O’Brien’s journey landed him with Cutters

When Stoney O’Brien didn’t hear his name called during the 2017 MLB Draft, he couldn’t hide his disappointment. He had a strong senior season at the University of Oklahoma and, even though he dealt with an injury, he thought he had done enough to warrant being one of the more than 1,200 players selected.

He didn’t sulk over the outcome of the draft, though. He knew there was another avenue he could take to reach pro baseball, so he took it. O’Brien spent the end of last summer playing with the Lake Erie Crushers of the Independent Frontier League.

It was there that O’Brien proved himself and earned a free agent contract with the Philadelphia Phillies in January. O’Brien is now a first baseman for the Williamsport Crosscutters.

His journey to this point was far from typical, but it got him to where he wanted to be nonetheless.

“I worked for this my whole life,” O’Brien said during the Cutters’ Media Day on Wednesday. “Once my name didn’t get called, it was disappointing, but I still had a passion for the game and I thought I could still help teams win.”

O’Brien grew up in a baseball family. His dad, John, was a draft pick of the St. Louis Cardinals in 1991 and he played in the New York-Penn League for Hamilton (Ontario) in that 1991 season. He played three seasons in the Cardinals organization, hitting .267 with 36 home runs in 246 games before joining the Texas-Louisiana League’s Rio Grande Valley WhiteWings, an Independent League team.

John O’Brien played in the Texas-Louisiana League until 2001, and even spent some time in the league as a manager. So as a kid, O’Brien’s life revolved around baseball. He’d go on bus trips with the team and be in the clubhouse as a youngster.

And not to mention, his uncle, Charlie O’Brien was a catcher in the big leagues for 15 seasons and pioneered the hockey-style catcher’s mask. So playing baseball is in O’Brien’s blood.

Even O’Brien’s name, Stoney, comes from a baseball background. His given name is Austin, but he struggled to field ground balls as a kid and his dad said he had stone hands, leading to the nickname Stoney.

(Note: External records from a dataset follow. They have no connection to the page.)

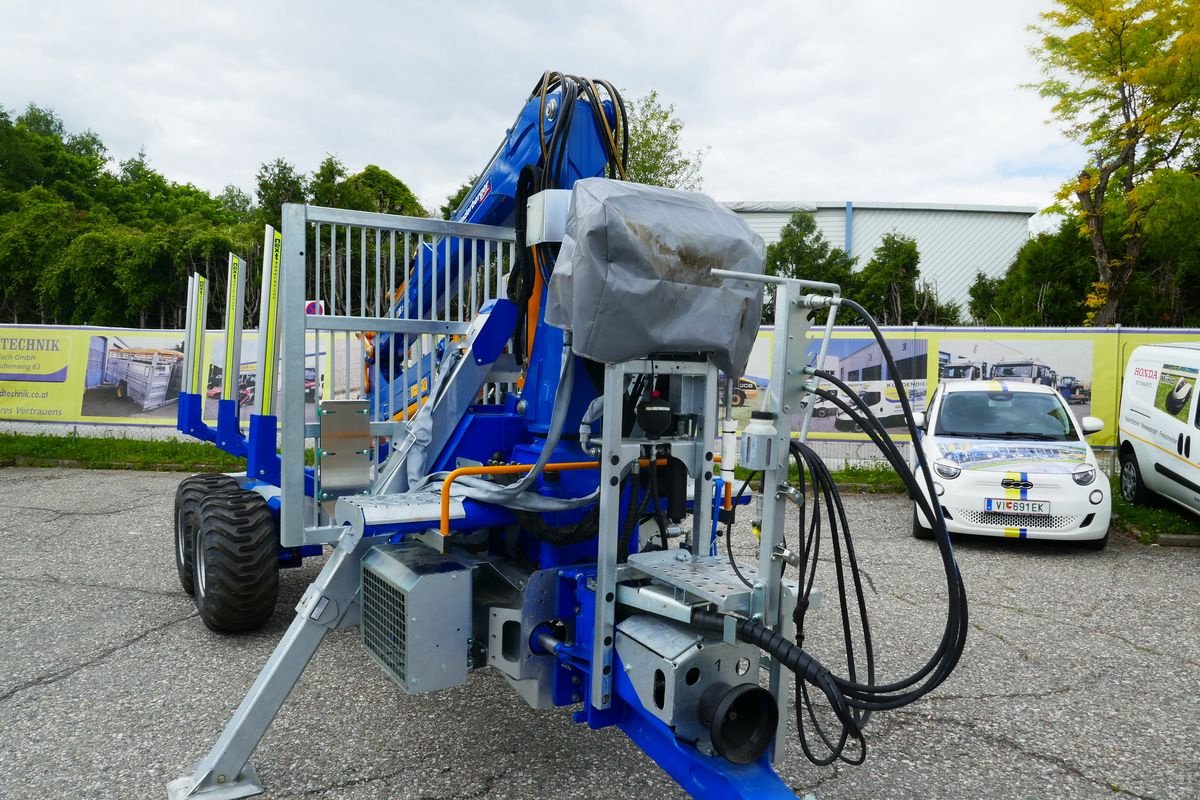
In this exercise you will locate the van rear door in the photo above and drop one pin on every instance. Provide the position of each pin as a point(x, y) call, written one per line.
point(1179, 476)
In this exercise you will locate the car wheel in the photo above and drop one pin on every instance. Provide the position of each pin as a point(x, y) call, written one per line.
point(235, 561)
point(1133, 489)
point(919, 530)
point(187, 505)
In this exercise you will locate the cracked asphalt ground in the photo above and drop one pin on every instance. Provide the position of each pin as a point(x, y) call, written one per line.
point(1080, 677)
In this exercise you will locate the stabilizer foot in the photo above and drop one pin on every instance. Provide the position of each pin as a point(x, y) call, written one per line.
point(189, 786)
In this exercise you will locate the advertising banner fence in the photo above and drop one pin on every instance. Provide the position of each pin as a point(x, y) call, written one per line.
point(91, 376)
point(123, 377)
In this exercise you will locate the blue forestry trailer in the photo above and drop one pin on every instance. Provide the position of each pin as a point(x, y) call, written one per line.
point(507, 432)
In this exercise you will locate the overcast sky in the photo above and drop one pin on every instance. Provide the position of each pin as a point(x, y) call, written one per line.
point(873, 100)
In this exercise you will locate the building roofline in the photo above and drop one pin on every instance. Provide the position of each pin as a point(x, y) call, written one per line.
point(792, 206)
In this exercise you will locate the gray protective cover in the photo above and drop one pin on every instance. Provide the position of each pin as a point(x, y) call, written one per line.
point(634, 276)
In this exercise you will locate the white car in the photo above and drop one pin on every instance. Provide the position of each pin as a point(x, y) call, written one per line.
point(1009, 459)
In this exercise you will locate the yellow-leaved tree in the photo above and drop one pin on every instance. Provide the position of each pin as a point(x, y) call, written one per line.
point(1125, 79)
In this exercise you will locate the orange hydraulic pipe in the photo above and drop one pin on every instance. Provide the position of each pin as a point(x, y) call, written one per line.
point(514, 469)
point(501, 469)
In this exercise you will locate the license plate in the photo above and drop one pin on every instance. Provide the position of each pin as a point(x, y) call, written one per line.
point(1002, 505)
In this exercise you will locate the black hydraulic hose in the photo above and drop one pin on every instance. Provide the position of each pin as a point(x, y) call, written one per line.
point(660, 516)
point(791, 656)
point(936, 663)
point(954, 633)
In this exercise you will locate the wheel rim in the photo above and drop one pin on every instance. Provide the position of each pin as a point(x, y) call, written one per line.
point(198, 565)
point(1128, 480)
point(180, 537)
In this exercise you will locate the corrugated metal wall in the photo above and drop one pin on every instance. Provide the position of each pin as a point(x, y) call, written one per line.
point(954, 245)
point(955, 242)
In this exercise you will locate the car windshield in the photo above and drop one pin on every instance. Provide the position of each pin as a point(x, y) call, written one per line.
point(1005, 415)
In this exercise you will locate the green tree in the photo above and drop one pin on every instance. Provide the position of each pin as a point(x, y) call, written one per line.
point(31, 239)
point(1045, 286)
point(237, 202)
point(803, 252)
point(1125, 79)
point(654, 154)
point(277, 182)
point(457, 198)
point(889, 289)
point(325, 186)
point(377, 190)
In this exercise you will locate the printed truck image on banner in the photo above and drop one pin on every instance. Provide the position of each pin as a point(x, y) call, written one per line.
point(121, 376)
point(34, 359)
point(36, 373)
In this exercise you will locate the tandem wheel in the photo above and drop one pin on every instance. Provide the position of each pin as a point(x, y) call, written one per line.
point(235, 561)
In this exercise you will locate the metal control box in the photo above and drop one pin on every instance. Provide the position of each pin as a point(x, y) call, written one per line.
point(417, 618)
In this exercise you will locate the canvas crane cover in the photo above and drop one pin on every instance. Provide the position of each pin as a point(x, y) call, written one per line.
point(634, 276)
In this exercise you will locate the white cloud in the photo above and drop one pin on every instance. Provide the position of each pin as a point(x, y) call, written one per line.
point(868, 101)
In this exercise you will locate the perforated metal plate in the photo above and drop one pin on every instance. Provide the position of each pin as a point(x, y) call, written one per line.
point(707, 577)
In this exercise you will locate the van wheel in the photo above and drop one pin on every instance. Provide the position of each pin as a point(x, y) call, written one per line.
point(1132, 487)
point(919, 530)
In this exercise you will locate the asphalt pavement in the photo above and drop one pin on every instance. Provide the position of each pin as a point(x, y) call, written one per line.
point(1080, 678)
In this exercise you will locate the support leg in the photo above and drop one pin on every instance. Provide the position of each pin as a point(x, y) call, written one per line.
point(329, 603)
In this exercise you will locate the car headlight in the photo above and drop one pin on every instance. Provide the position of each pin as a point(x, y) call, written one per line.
point(946, 469)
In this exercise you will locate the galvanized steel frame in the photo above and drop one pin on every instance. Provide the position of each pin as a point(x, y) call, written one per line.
point(341, 241)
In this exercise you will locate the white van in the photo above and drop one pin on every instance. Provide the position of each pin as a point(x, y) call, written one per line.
point(1159, 425)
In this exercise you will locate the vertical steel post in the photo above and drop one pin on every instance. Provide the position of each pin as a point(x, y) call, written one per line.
point(292, 355)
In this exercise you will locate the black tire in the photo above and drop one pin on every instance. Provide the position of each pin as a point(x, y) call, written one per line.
point(235, 561)
point(919, 530)
point(1095, 543)
point(1133, 489)
point(187, 505)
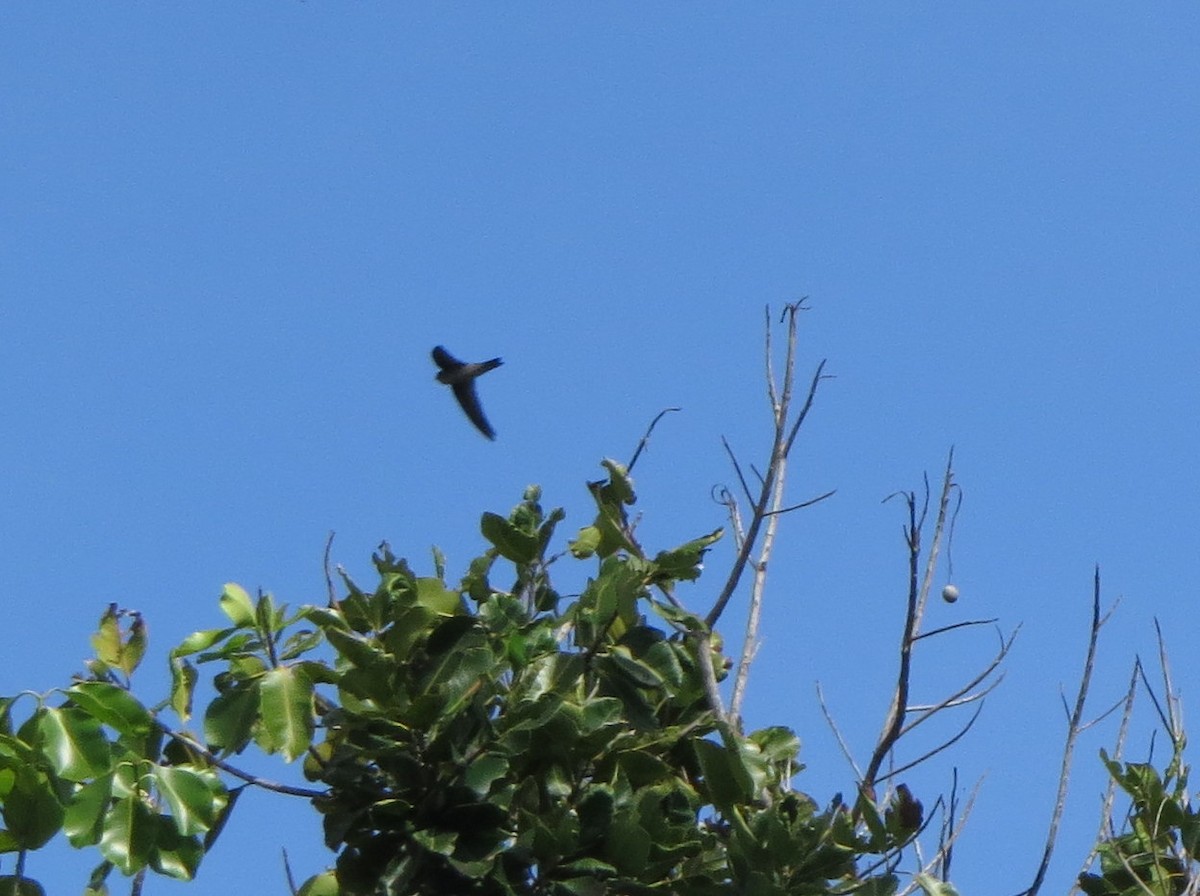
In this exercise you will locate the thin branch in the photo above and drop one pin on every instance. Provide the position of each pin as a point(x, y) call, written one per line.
point(329, 576)
point(646, 438)
point(935, 751)
point(275, 787)
point(803, 504)
point(756, 518)
point(966, 624)
point(1072, 735)
point(918, 593)
point(1105, 824)
point(725, 498)
point(837, 733)
point(737, 469)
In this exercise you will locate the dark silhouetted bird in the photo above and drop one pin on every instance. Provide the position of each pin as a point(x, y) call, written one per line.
point(461, 378)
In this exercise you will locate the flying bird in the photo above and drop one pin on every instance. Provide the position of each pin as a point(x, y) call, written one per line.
point(461, 378)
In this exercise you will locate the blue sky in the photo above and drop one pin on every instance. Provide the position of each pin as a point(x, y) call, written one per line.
point(232, 233)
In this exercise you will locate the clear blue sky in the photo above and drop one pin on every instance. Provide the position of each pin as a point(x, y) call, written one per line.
point(231, 233)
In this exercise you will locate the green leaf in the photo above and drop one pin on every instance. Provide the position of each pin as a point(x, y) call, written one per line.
point(934, 887)
point(85, 812)
point(199, 641)
point(31, 810)
point(685, 561)
point(195, 798)
point(107, 638)
point(484, 770)
point(75, 743)
point(237, 605)
point(286, 708)
point(586, 542)
point(229, 719)
point(437, 597)
point(112, 705)
point(175, 854)
point(513, 545)
point(727, 780)
point(129, 834)
point(183, 686)
point(324, 884)
point(12, 885)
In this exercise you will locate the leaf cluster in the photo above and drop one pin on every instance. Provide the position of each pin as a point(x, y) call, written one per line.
point(486, 737)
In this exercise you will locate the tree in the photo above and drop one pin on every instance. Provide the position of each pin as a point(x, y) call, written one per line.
point(493, 735)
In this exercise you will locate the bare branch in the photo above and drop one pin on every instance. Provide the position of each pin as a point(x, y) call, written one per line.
point(803, 504)
point(837, 734)
point(1069, 744)
point(235, 771)
point(1111, 788)
point(935, 751)
point(329, 576)
point(918, 594)
point(725, 498)
point(646, 438)
point(780, 446)
point(737, 468)
point(951, 627)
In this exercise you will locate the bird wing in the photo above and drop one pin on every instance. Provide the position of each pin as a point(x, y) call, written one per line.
point(447, 361)
point(469, 402)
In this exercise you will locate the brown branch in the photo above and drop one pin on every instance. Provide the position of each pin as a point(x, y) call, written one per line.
point(756, 518)
point(637, 452)
point(329, 577)
point(1068, 749)
point(275, 787)
point(918, 591)
point(1110, 792)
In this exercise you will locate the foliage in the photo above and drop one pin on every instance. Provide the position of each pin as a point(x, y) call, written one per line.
point(468, 738)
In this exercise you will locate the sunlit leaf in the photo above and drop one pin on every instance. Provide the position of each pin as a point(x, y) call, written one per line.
point(286, 707)
point(75, 743)
point(112, 705)
point(237, 605)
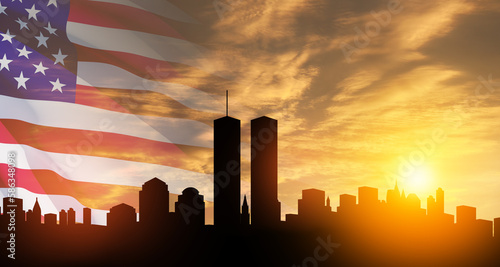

“I’ve been around the game ever since I was born,” O’Brien said. “I love watching the game and talking about hitting and trying to learn as much as I can. So I want to keep learning and get better every day.”

Coming out of high school, O’Brien was the Oklahoma Gatorade Player of the Year. That transitioned into a solid freshman season for the Sooners where he hit .283 and drove in 20 runs in 40 games.

He struggled a bit as a sophomore and junior before hitting .290 with 8 home runs and a .523 slugging percentage in an injury-shortened season. He showed some of that power after signing with Lake Erie in the Frontier League, hitting six home runs in 37 games.

“That’s definitely something I can bring to a baseball team, is the ability to hit for some power, especially to the opposite field,” O’Brien said. “I think that’s something pretty rare to find in this game, so I’m going to continue to work with my strengths and try to minimize my weaknesses.”

O’Brien is the oldest player on the Cutters’ roster at 24 years old. He understands it means he needs to show right away he’s capable of playing on this level. But it’s not something he’s worried about.

After taking the path he has just to get to affiliated baseball, he’s just happy to have the opportunity to be a member of the Phillies’ organization.

“You have to start somewhere and I’m really thankful to start in Williamsport,” O’Brien said. “It’s a beautiful park and I know the community really rallies around this team and loves this team. The Phillies believed in me and believed in what I can do, and I’m thankful for the opportunity to show what I can do.”